API Reference · v1.0
DocReadi Document Intelligence API
REST API for ingesting financial documents (PDFs, images, scans) and extracting structured data — invoices, receipts, delivery notes, statements, custom shapes. Push results to your stack via signed webhooks or pull on a schedule.
Base URL: https://docreadi.com
· OpenAPI 3.1 · JSON over HTTPS · UTF-8.
Quickstart
Three commands from a fresh API key to extracted JSON. Get a key at /ui/settings/api-keys (sign up for the free trial first if you don't have a workspace).
1. Submit a document
# Replace dr_abc… with your real key. curl -X POST https://docreadi.com/ingest/process \ -H "X-Api-Key: dr_abc123…" \ -F "file=@invoice.pdf" \ -F "source=api"
Returns {{"document_id": "…", "status": "ingested"}}.
2. Poll until extraction completes
curl https://docreadi.com/ingest/document/"$DOC_ID" \ -H "X-Api-Key: dr_abc123…"
Status walks ingested → classified → parsed → extracted.
Webhooks fire on document.approved if you'd rather not poll.
3. Read the structured fields
# status == "extracted" → response.data carries the typed fields # for the document_type. AP invoices: invoice_number, vendor_name, # subtotal, vat_amount, total_amount, line_items, …
Authentication
Every protected endpoint requires an API key. Send it in the
X-Api-Key
request header (preferred) or as
Authorization: Bearer <key>.
Each key is scoped to the tenant that created it; queries only return that
tenant's data.
Manage keys at /ui/settings/api-keys. Keys are shown to you exactly once at create time — store them in your secrets manager, not in source control.
Endpoints
Public endpoints are marked. Everything else requires an API key. 30 endpoints across 6 groups.
Ingest 8 endpoints
Submit documents and check their processing status.
/ingest/processAuth requiredIngest a document and start the processing pipeline
| Param | Type | Required | Description |
|---|---|---|---|
| file | file | required | PDF, JPG, or PNG file |
| source | string | optional | Source identifier — e.g. 'whatsapp', 'email', 'manual' |
| document_type | string | optional | Force document type — ap_invoice | ap_credit_note | sales_invoice | sales_credit_note | delivery_note | receipt | generic_invoice. Empty string = auto-detect. |
| sender_phone | string | optional | Sender phone number (WhatsApp integrations) |
| template_id | string | optional | Custom template UUID (mutually exclusive with document_type) |
| hold_for_type_selection | boolean | optional | Store the file with status 'awaiting_type' and skip processing. Used by the WhatsApp type-menu flow — finalise the choice via POST /ingest/whatsapp/select-type. |
Processing runs asynchronously. Poll GET /ingest/document/{id} to check status.

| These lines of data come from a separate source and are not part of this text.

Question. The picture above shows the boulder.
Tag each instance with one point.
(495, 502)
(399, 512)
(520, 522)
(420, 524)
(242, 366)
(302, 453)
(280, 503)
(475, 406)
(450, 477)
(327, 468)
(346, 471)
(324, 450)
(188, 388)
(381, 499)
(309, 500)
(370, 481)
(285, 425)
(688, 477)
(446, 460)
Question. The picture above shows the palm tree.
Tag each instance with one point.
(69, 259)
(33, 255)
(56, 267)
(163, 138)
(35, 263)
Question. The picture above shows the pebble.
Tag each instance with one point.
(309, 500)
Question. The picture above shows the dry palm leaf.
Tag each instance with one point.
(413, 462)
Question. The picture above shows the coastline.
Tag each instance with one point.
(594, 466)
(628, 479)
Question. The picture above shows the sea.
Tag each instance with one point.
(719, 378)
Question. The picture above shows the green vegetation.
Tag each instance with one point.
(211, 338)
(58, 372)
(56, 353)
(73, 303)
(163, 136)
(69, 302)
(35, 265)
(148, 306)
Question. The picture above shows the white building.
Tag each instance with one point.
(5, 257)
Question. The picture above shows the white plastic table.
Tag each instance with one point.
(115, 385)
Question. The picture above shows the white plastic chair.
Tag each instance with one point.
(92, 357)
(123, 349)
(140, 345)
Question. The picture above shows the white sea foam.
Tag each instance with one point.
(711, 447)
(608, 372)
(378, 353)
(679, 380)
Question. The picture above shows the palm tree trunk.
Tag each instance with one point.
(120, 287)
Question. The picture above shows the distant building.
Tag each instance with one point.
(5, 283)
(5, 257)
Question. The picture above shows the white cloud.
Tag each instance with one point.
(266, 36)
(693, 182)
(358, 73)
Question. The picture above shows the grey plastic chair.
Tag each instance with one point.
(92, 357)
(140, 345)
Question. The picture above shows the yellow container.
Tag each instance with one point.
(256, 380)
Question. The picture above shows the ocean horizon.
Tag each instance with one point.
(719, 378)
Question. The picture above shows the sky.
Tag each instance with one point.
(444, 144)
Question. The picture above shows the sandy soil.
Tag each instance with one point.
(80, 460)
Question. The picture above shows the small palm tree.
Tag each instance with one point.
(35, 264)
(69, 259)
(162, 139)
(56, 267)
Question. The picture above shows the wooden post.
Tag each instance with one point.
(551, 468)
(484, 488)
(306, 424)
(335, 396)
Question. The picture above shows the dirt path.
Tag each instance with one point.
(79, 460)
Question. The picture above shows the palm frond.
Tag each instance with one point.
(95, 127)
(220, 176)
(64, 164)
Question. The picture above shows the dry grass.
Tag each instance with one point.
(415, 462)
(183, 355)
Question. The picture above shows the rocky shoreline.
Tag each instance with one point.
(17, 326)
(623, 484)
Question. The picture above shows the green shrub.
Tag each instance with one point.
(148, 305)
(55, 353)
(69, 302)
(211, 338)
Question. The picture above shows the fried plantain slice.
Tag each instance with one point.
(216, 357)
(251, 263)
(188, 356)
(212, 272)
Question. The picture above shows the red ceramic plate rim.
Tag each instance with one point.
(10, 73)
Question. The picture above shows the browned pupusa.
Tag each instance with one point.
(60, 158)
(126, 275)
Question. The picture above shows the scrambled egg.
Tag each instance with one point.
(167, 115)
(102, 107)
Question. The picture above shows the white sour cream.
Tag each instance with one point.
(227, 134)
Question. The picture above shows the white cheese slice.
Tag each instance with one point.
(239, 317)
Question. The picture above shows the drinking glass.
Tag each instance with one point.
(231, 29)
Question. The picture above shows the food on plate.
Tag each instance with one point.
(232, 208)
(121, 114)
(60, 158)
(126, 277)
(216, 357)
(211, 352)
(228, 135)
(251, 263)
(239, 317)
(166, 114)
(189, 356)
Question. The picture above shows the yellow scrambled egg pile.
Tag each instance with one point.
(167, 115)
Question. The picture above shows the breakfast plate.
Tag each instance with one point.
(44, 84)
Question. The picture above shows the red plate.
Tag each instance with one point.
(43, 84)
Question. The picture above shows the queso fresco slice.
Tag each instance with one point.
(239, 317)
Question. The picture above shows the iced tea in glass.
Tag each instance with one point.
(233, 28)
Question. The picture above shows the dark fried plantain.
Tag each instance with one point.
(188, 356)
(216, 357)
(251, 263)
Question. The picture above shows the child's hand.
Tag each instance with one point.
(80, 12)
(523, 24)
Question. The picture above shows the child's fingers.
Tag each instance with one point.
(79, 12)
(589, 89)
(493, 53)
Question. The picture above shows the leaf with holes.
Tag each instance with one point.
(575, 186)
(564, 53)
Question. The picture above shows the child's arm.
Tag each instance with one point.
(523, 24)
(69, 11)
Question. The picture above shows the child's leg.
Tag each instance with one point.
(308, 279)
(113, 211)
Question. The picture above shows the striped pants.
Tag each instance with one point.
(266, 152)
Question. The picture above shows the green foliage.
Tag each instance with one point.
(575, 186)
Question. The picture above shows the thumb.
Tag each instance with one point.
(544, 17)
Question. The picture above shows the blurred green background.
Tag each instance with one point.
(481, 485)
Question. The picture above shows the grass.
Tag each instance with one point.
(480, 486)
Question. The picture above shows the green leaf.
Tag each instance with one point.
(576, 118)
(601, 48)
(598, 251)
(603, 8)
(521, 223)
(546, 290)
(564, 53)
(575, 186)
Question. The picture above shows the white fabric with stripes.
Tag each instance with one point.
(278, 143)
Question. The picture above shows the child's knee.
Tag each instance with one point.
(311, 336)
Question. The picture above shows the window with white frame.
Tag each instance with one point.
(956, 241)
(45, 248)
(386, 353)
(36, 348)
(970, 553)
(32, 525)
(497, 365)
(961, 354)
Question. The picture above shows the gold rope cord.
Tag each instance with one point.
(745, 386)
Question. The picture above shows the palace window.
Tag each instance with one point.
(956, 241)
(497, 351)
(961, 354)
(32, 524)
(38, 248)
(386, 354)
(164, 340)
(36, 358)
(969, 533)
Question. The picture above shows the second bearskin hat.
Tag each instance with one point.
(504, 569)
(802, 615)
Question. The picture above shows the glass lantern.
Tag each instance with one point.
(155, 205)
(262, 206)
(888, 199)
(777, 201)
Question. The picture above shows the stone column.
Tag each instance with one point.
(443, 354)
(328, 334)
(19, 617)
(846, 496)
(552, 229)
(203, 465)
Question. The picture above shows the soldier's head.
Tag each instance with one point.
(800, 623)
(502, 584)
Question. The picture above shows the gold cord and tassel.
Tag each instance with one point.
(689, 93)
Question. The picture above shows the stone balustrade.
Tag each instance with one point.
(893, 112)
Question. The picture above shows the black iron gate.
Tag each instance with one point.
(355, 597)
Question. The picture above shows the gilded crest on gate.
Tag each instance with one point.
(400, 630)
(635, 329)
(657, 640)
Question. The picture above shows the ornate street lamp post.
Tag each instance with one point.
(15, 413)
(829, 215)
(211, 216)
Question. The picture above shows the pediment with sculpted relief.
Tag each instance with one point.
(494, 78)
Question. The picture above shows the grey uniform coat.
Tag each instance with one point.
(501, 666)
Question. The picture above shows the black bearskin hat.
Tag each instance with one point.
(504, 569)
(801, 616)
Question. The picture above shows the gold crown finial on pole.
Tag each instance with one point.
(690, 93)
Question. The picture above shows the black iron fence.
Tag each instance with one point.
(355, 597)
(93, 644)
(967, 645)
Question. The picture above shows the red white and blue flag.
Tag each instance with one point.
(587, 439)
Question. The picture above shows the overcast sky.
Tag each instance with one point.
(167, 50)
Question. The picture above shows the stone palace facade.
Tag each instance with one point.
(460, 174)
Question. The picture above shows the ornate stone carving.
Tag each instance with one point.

/ingest/document/{document_id}Auth requiredPoll document processing status and get extracted fields
| Param | Type | Required | Description |
|---|---|---|---|
| document_id | path | required | UUID returned by POST /ingest/process |
Poll every 5–10 seconds. Status 'extracted' or 'approved' = complete. Status 'failed' = pipeline error, check validation_errors. The 'display' sub-object holds tenant-formatted strings — prefer those in user-facing replies; raw fields are for programmatic access.
/ingestAuth requiredIngest a document without processing (creates record only)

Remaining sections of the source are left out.